Rat-hole Mining in Meghalaya

  • Despite the National Green Tribunal ban of April 2014, mining continues in the State.
  • Rat-hole mining, which started with gusto in the 1980s, has poisoned three rivers in the Jaintia hills: the Myntdu, Lunar and Lukha.
  • Scientists from the North-Eastern Hill University have found that these rivers have very high acidic levels. Reports from other agencies suggest that pH of the water and sulphate and iron concentrations indicates significant deterioration of the rivers. Acid mine drainage from abandoned mines was a major cause for water pollution in the areas investigated, the reports added.
  • The coal mine owners have been hiring the best legal brains to argue for them in the highest court of the land.
  • They say that rat-hole mining should continue because no other form of mining is viable (which means that their profit margins would reduce if other forms of mining were to take place).
  • They argue that the NGT ban should be lifted. They claim that coal mining provides livelihoods for many, but at what cost?
  • The cement giant, Lafarge, mines limestone from Meghalaya’s East Khasi Hills district and transports it to Chhatak in Bangladesh via conveyor belts.
  • The Supreme Court placed a heavy penalty on Lafarge and asked it to strictly implement environmental laws apart from generating livelihoods for people residing within 50 km of the mining areas. In the case of coal mine owners, there are no such strictures. They have left thousands of abandoned mines as human graves.
  • The State does not insist that they reclaim and afforest those mines. In 40 years of mining and profiteering, the mine owners have till date not constructed a single hospital or even a school. There is complete disregard for corporate social responsibility because the mines are privately owned by the tribals.

Way Forward

  • Even though the aforementioned Mr. Prasad had done everything possible to put things together to assist the rescue mission yet (and despite his initiative), things were delayed. The distance of the mine, for one, was a major hindrance.
  • Acid mine drainage has rendered even agricultural land non-productive. Mine owners definitely do not care about environmental degradation.
  • To add to these woes, cement companies too release their effluents into the rivers. So we now have a deadly cocktail of pollutants being released into the environment.
  • The scale of the problem is clear by this one fact: there are 3,923 coal mines in one district with a geographical area of 2126 sq. km.

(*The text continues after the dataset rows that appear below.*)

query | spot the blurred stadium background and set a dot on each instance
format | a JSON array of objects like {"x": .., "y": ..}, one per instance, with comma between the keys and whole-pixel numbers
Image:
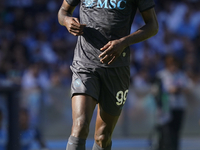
[{"x": 35, "y": 55}]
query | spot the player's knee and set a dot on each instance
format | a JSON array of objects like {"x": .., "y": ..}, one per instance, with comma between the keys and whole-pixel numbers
[
  {"x": 80, "y": 128},
  {"x": 103, "y": 140}
]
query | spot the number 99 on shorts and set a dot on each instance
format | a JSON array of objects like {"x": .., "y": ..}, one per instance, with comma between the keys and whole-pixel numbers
[{"x": 121, "y": 97}]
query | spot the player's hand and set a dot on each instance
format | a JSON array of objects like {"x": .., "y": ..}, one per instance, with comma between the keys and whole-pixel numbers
[
  {"x": 111, "y": 51},
  {"x": 73, "y": 26}
]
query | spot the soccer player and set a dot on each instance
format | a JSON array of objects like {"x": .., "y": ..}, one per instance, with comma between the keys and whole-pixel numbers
[{"x": 101, "y": 62}]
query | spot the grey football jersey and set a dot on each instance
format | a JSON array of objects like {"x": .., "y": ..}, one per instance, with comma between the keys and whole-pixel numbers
[{"x": 105, "y": 20}]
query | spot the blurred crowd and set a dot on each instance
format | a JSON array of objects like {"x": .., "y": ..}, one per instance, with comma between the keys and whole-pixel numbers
[{"x": 36, "y": 52}]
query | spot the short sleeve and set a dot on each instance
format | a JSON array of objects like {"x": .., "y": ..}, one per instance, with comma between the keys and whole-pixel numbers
[
  {"x": 73, "y": 2},
  {"x": 145, "y": 4}
]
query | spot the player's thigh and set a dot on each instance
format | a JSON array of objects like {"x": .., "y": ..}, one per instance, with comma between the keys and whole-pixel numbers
[
  {"x": 82, "y": 111},
  {"x": 105, "y": 124}
]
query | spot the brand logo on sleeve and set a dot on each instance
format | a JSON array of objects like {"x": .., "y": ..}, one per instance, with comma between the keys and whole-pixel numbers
[{"x": 109, "y": 4}]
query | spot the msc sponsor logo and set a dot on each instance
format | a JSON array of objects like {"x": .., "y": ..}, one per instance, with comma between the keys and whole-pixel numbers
[{"x": 109, "y": 4}]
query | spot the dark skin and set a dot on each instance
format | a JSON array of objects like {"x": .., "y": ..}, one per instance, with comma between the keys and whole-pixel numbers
[{"x": 84, "y": 105}]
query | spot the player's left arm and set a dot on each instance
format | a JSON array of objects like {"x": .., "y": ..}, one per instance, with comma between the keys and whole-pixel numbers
[{"x": 113, "y": 49}]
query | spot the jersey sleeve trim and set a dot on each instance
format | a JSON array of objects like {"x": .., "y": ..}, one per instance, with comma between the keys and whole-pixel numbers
[
  {"x": 147, "y": 8},
  {"x": 72, "y": 3}
]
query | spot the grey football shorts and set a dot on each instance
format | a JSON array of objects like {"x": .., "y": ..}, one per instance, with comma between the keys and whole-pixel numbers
[{"x": 108, "y": 86}]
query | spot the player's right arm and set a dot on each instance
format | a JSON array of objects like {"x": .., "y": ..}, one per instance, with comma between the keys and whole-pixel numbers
[{"x": 66, "y": 19}]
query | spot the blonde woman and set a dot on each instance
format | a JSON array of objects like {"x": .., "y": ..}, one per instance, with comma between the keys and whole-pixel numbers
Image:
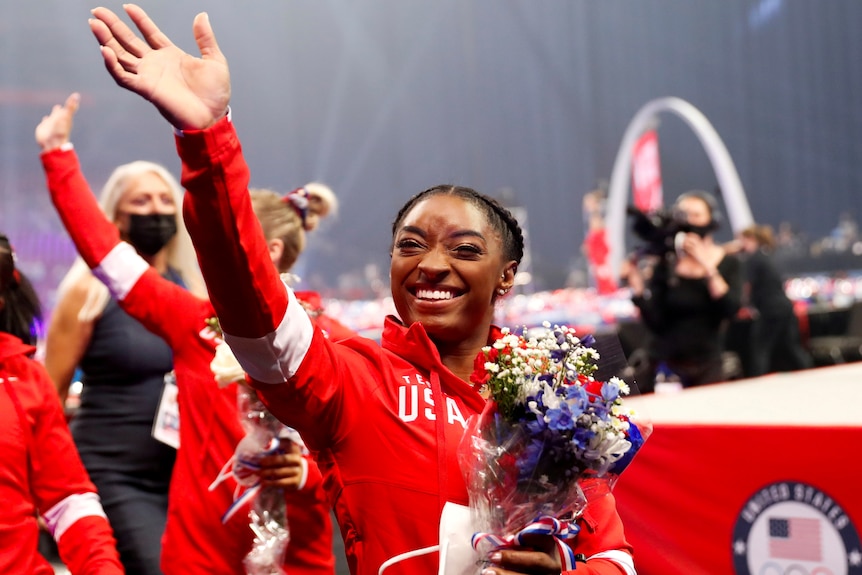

There are some important questions we need to ask here.

  1. Why is Meghalaya exempted from national mining laws?
  2. Why does the state even allow this archaic mining system, which has complete disregard for human life and safety?
  3. How can the Sixth Schedule now be used as an instrument to protect an activity that is a private enterprise, that is inhuman, and that violates Article 21 of the Constitution?
  4. Why is the Sixth Schedule unable to protect the forests and rivers that are common property resources?
  5. How long can the Central government and the highest court of the land allow this to carry on in one part of the country when strict laws are applied elsewhere?